Lords of their domain

My son and his friends are creating their own world in our backyard. They kneel in the red dirt under the maple tree, where even the weeds that grace the rest of our lawn refuse to grow. With trowels they dig, mining clay for their gnome village.

The project started last summer with just a small hole and a couple of mounds covered in twigs and moss. It began in the same part of the yard where Peter had dug for dinosaur fossils when he was 3 and 4 and searched for geological treasures when he was 7 and 8.

"Every time I think he's stopped digging and I should plant something there, he starts again," I tell his friends' parents, who aren't always sure about this backyard project.

And, to tell the truth, I'm not always sure either. "He got kind of muddy," I'll apologize to the parents of one of his friends, hoping they weren't planning on a clean child to take to the next stop on a busy family Saturday.

One father double-checks our family's rules. "At my house, my kids know the yard belongs to me," he explains. I remember his lush green grass and colorful flower beds, and I wonder if I should make our yard more like his.

I'm not a gardener, and I've long ago raised the white flag in the battle against wild onions and clover. But I admire others' well-groomed flower gardens, foundation plantings, and vegetable plots. I disguise my lack of landscaping skill with mowed weeds and pots of geraniums.
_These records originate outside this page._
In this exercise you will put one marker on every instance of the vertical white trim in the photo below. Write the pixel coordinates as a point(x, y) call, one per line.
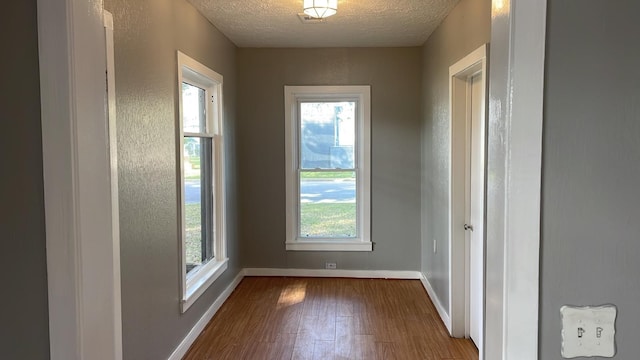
point(113, 157)
point(513, 187)
point(198, 74)
point(459, 198)
point(81, 249)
As I've watched the gnome village expand, I've made noises about erosion and about planting hostas or ferns among the mud huts.
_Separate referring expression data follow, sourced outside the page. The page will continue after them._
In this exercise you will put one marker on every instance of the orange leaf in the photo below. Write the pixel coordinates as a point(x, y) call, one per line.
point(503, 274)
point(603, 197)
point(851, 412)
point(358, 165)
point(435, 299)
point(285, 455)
The earth under the maple is now pockmarked with holes and mounds, cut through with a large "river bed," and adorned with a circle of rocks surrounding a few lonely spikes of unmowed grass. The hole Peter began digging last summer – a mine for clay, he tells me – has grown to what seems like canyon size.
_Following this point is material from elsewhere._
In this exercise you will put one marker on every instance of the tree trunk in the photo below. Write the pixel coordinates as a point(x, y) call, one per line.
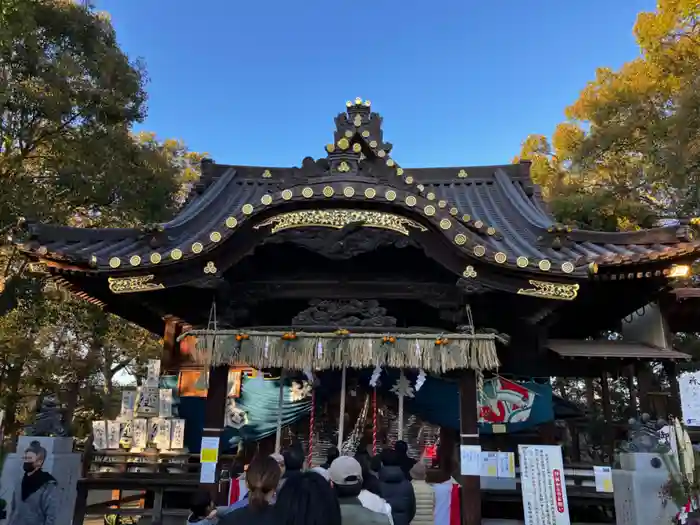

One day, a mountain range appears along the perimeter of the settlement. It's a good day for building, as the morning's rain has softened the dirt into moldable clay. The boys come inside with hands tinted red from the Virginia earth, leaving rusty fingerprints on the doorjamb and bathroom light switch.

Over popcorn, they discuss their plans, consulting a map they've drawn in a black loose-leaf notebook. "It's out of date," Peter declares. They take the notebook with them when they return outdoors.

When it's time for my son's friend to leave, his mother and I stand at the screen door, looking out at the boys on their knees under the tree. "I'm glad they're doing this," she says after checking on whether it's all right for her son to dig holes in my backyard. "It's not computers, it's not video games, it's what fifth-grade boys should do."

I watch them for a moment and feel glad Peter has found this world of his own. In the past, he has asked for treehouses I don't know how to build. He has longed for an endless forest in which to roam, far from the world of schedules and homework.

When we took a hike in a nearby park, I asked him, "How's this?" and gestured to the surrounding woods, hoping that they would satisfy. He looked around critically and shrugged. The paved paths and glimpses of houses through trees intruded on his vision of an ideal world.

But now he and his friends are shaping their own landscape. They are lords of their domain, sitting on the cool earth, not caring as dirt seeps under socks and into shorts, building with wet clay, draping soft moss over twigs, and carving small doorways.

After a rain, my son goes out to check on the homes, to see how they've fared. Did the moss roofs keep them dry? Did anything get washed away?

The new mountain range is to stop erosion, he said the other day.

We adults smiled indulgently, doubtfully. "What about grass? What about plants?" we asked.

"No," he answered, "I want to keep it natural."